The First Home Loan Deposit Scheme (FHLDS) for a time also only supported first home buyers buying or building new homes, which some pundits criticised as being too narrow in scope.
7. A more 'unhealthy reliance' on China
"Jobs, economic growth, the ability to fund infrastructure, internal migration, vacancy rates and property prices in Perth are directly linked to China's export volumes.
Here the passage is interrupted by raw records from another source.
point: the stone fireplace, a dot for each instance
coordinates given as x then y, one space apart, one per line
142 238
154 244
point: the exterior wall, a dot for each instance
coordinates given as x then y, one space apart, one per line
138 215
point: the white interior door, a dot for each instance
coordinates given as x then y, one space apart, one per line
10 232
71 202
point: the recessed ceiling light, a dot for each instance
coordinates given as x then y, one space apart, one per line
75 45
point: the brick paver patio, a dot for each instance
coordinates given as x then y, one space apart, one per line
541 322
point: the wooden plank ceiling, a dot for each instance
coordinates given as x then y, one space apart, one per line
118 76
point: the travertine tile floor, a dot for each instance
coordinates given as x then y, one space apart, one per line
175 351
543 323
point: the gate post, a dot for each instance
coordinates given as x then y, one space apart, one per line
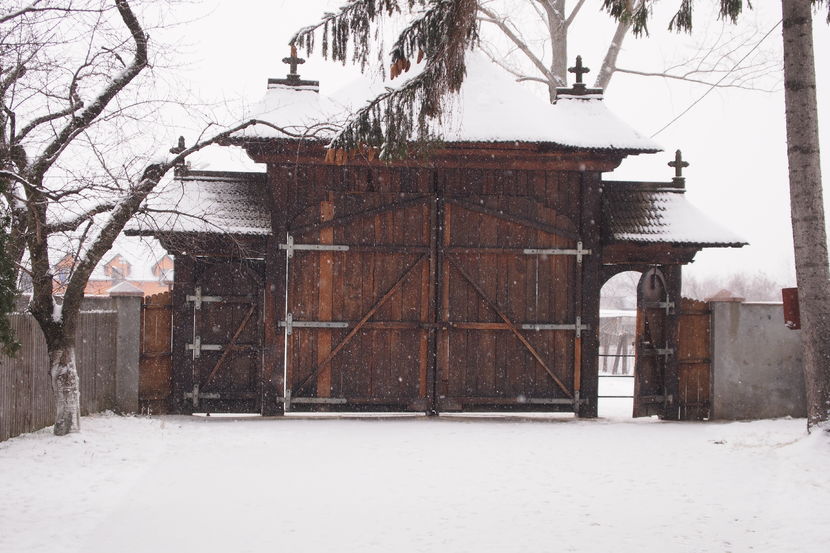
273 366
127 303
672 376
590 290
It is a highly unhealthy reliance," Mr Pressley said.
Approximately 42% of Australia's export revenue in 2020-21 was from China - 81% of that 42% figure was from Western Australia alone.
That said, for property itself, foreign investment appears to be an overblown phenomenon - the latest ABS lending data shows there was just $245 million in loans written to 'non residents', for an average value of $704,310 (chart below).
This pales in comparison to the wider value of loans written in July, amounting to more than $32 billion.
8. International borders reopening
"The economic pendulum has well and truly swung away from Sydney and Melbourne and more towards the smaller capital cities and especially regional Australia," Mr Pressley said.
"Accordingly, it is highly probable that a significantly smaller ratio of Australia's future overseas migration intake will be placed in our two biggest cities."
9. Moving from stamp duty to land tax
Mr Pressley said a growing trend among state governments will be moving from a stamp duty model to a land tax model.
The ACT has already introduced a version of the idea, while NSW has flirted with it too.
Opinion: Why Stamp Duty is the Lesser of Two Evils
10. Tightening lending standards
"While I think it is less likely than likely that APRA [the prudential regulator] will bow to growing calls to again squeeze credit, their track record for considering big-picture consequences is not good," Mr Pressley said.
"One can only hope that the APRA Board does not wish to leave a legacy as economic destroyers and dream-breakers."
However, recent APRA data shows home buyers are increasingly borrowing at larger ratios relative to their income, and New Zealand has already clamped down on lending standards.